Nebraska law allows motorists to make a right turn after stopping at a red light unless there’s a sign indicating the turn is prohibited. Drivers must use caution and follow right-of-way rules when making a right on red.
In Nebraska, a motorist can make a left turn after stopping at a red light only from a one-way street onto another one-way street. Of course, motorists need to follow the normal right-of-way rules and proceed with caution when making the turn.
In Nebraska, a yellow light is a warning that the signal is about to turn red. Motorists must stop at a yellow light unless they are so close to the intersection that a stop can’t be safely made.
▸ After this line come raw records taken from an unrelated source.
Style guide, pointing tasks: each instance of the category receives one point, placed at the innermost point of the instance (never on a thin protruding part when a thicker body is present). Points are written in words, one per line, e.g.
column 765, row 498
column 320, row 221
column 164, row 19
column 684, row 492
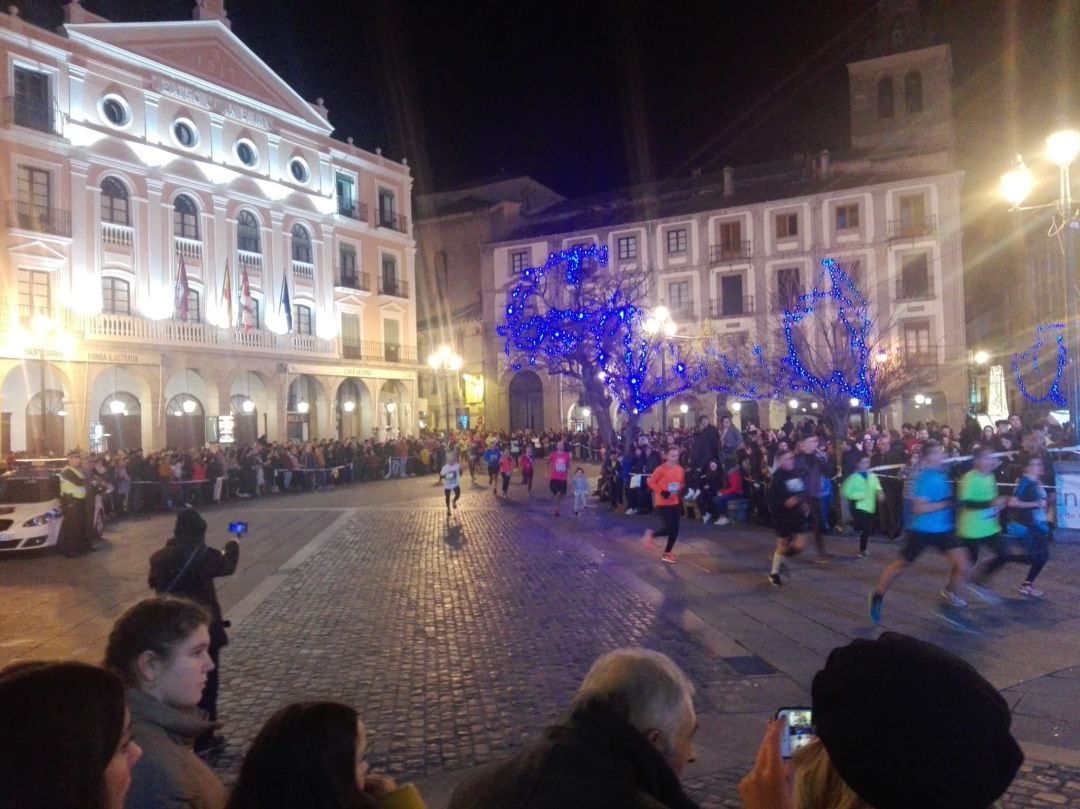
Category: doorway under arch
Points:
column 526, row 402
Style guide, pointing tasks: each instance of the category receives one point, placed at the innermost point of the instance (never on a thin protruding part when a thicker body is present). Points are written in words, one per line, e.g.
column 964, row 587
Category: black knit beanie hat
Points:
column 906, row 725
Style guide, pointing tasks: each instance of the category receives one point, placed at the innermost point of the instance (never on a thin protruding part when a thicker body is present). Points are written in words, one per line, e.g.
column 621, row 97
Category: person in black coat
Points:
column 187, row 566
column 623, row 745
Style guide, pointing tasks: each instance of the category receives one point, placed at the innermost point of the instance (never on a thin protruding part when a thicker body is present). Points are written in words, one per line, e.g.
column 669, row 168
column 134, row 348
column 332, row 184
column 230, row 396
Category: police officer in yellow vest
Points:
column 73, row 540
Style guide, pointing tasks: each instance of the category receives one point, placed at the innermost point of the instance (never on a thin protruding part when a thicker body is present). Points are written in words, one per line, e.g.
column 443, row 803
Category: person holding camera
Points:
column 187, row 566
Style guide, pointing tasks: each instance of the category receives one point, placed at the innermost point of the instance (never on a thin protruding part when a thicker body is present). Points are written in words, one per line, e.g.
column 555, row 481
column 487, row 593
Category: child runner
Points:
column 451, row 480
column 931, row 526
column 491, row 458
column 667, row 482
column 527, row 469
column 580, row 490
column 863, row 490
column 507, row 464
column 790, row 507
column 558, row 467
column 1029, row 527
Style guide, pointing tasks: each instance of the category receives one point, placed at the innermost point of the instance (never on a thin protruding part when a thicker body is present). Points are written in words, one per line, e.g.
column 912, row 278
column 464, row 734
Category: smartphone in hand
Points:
column 799, row 729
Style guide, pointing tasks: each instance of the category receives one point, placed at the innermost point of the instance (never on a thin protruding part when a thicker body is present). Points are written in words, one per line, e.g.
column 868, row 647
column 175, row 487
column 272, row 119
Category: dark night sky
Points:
column 589, row 95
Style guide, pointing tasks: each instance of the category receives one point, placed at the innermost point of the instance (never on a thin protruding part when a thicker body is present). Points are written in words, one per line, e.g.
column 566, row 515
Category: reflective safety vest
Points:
column 72, row 484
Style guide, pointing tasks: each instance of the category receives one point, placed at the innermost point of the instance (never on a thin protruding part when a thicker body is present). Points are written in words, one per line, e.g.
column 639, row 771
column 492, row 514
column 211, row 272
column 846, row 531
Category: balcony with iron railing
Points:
column 304, row 271
column 731, row 306
column 119, row 236
column 21, row 112
column 352, row 279
column 39, row 218
column 393, row 286
column 392, row 220
column 352, row 210
column 913, row 227
column 728, row 252
column 921, row 290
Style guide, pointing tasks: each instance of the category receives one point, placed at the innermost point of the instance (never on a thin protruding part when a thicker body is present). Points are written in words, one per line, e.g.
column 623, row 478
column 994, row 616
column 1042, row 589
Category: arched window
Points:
column 116, row 296
column 301, row 244
column 885, row 98
column 185, row 217
column 913, row 92
column 301, row 320
column 247, row 232
column 115, row 203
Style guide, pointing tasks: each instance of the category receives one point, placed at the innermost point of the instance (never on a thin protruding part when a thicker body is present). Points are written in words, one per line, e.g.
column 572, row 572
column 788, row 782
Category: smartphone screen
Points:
column 799, row 729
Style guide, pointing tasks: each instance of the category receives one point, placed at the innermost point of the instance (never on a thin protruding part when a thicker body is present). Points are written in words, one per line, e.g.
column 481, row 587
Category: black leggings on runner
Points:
column 670, row 514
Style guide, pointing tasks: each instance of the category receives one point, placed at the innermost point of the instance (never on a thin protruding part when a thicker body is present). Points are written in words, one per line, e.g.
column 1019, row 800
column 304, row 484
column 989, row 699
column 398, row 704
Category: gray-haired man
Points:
column 625, row 742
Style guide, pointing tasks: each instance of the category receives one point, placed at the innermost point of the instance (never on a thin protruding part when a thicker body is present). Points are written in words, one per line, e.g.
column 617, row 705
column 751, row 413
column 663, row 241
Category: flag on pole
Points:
column 246, row 307
column 286, row 307
column 180, row 304
column 227, row 296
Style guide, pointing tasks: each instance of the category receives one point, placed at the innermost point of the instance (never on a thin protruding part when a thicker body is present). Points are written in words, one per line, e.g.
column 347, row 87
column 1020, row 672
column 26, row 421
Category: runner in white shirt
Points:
column 451, row 480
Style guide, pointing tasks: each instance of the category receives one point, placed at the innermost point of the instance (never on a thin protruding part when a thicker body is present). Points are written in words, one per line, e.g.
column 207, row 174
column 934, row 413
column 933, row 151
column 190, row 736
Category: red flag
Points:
column 181, row 291
column 227, row 296
column 246, row 307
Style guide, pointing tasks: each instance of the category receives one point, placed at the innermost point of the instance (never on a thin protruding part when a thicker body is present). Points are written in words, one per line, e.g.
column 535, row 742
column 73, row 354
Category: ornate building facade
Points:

Generally, stop sign and red light violations are traffic infractions in Nebraska. Convicted motorists are typically looking at a $75 fine plus $49 in fees.
A stop sign or red light conviction will generally add one demerit point to a motorist’s driving record. Accumulating too many points can lead to license suspension. But eligible motorists can reduce their points by taking a driver improvement course.
Depending on the circumstances, a red light or stop sign violation could also lead to a reckless driving conviction. And if one these offenses result in the death of another person, vehicular homicide charges are also a possibility.